On June 8, 2015, the President signed Decree No. 8.465/15 ("Decree"), regulating arbitration as a dispute resolution mechanism in relation to ports.

The Decree applies to concessions, leases and authorizations stipulated in Law No. 12.815/13("Law"). This Law regulates direct and indirect operation and management, by the Federal Government, of ports and port facilities, as well as the activities of port operators.

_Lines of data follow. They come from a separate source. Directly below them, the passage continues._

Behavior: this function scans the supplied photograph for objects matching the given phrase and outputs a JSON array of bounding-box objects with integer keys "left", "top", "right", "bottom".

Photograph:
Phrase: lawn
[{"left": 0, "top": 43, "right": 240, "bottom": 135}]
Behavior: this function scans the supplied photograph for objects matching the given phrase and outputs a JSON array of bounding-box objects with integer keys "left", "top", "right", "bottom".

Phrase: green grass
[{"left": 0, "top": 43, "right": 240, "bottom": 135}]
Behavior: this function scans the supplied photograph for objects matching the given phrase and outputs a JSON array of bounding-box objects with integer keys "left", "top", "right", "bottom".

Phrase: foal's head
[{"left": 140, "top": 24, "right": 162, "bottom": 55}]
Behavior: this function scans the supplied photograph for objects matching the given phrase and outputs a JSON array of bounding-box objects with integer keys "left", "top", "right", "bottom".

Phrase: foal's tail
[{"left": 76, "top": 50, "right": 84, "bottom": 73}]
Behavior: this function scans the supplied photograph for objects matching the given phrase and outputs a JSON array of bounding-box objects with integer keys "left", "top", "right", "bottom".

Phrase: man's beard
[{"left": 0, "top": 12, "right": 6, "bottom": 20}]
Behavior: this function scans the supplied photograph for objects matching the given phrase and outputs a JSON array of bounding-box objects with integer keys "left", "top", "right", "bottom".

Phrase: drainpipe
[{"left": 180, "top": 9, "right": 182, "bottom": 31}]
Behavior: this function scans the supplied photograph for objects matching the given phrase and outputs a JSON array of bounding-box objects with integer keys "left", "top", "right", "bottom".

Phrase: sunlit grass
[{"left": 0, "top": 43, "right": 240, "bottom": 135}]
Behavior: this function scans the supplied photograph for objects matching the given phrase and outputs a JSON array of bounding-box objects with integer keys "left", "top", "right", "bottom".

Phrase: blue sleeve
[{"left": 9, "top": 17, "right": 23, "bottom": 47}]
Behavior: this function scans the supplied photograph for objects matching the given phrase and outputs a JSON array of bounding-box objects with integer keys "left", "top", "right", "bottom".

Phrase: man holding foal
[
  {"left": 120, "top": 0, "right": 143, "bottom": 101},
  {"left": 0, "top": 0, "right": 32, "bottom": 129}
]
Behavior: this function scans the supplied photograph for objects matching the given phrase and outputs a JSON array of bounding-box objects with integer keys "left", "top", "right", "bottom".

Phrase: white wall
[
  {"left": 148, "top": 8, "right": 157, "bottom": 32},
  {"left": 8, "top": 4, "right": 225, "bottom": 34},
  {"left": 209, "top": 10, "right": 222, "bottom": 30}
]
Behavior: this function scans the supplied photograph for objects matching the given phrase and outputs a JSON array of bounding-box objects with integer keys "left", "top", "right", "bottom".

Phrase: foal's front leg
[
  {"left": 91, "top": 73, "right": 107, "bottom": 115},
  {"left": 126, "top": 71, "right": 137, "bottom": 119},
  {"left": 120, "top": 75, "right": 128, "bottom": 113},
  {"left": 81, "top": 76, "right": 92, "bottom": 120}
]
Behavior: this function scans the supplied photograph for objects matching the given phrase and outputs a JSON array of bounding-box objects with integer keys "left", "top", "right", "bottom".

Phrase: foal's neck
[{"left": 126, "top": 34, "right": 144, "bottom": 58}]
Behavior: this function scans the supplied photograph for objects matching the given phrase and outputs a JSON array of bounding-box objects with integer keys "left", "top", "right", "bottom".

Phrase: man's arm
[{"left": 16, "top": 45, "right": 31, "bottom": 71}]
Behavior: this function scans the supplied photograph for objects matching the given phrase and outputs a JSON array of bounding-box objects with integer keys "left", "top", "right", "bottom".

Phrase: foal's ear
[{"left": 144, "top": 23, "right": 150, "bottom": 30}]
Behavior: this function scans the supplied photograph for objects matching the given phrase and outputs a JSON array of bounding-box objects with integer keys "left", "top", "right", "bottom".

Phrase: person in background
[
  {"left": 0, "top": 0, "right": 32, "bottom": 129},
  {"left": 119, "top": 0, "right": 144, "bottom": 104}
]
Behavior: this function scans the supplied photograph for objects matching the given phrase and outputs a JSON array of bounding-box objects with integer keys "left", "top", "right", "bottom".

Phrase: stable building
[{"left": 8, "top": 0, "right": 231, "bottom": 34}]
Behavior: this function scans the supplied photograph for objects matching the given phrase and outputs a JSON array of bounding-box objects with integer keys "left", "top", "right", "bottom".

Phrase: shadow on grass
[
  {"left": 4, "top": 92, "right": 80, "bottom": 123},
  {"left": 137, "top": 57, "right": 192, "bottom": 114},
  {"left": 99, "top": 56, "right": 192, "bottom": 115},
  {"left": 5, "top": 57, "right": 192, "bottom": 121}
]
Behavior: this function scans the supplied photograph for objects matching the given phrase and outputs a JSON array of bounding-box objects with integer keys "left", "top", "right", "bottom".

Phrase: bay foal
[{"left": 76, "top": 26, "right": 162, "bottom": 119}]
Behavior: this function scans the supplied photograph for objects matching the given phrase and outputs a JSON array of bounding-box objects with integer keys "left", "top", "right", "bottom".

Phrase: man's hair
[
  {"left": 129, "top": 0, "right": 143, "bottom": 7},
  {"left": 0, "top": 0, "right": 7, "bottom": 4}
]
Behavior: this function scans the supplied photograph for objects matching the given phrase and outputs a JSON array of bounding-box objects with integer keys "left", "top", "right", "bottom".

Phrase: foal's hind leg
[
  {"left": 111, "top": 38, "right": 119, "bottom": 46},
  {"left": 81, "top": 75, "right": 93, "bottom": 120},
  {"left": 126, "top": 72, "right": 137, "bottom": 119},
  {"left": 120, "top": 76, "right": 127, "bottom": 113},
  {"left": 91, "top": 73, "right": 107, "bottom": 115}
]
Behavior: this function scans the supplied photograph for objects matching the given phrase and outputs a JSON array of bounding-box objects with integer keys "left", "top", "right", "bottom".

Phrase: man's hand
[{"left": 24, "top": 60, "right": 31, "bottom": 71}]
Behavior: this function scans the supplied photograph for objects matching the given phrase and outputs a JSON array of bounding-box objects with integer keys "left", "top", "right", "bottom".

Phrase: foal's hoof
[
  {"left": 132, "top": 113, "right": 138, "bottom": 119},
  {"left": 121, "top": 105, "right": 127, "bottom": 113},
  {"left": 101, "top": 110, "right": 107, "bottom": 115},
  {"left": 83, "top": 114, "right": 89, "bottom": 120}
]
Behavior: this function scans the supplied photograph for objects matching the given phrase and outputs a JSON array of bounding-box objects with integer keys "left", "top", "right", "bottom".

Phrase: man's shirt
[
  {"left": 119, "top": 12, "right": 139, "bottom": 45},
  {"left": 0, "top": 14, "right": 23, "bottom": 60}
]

The Decree amends §1 of article 62 of the Law, which contemplates arbitration as a dispute resolution mechanism for those agreements described in the Law.

The most relevant innovations introduced by the Decree include:

  • The possibility of arbitration to resolve disputes involving ports in Brazil, including: (i) breach of contract claims; (ii) issues relating to a balance between contractual obligations; (iii) disputes relating to failure to pay port-related taxes; and (iv) disputes in connection with obligations assumed by port operators and the National Agency for Water Transportation ("ANTAQ");
  • The arbitration must be governed by Brazilian law, take place in Brazil and be conducted in Portuguese;
  • The arbitration may be ad hoc or institutional. If the parties opt for institutional arbitration, the institution conducting it must: (i) be domiciled in Brazil; (ii) have been established for at least three years; (iii) be operating as an arbitral institution; and (iv) have recognized competence, expertise and experience in the administration of arbitration proceedings.

Finally, the Decree contemplates the possibility of arbitration to resolve disputes arising from contracts that do not specifically contemplate arbitration. In this case, the government is entitled to opt for arbitration and will base its decision on certain guidelines provided in the Decree. The Decree stipulates that arbitration is preferable in cases when the dispute involves a technical dispute and no legal analysis is required or when a delay in the final solution of the dispute may: (i) jeopardize the rendering of port services or the operation of the port; or (ii) prevent investments which the government considers to be priority.

The content of this article is intended to provide a general guide to the subject matter. Specialist advice should be sought about your specific circumstances.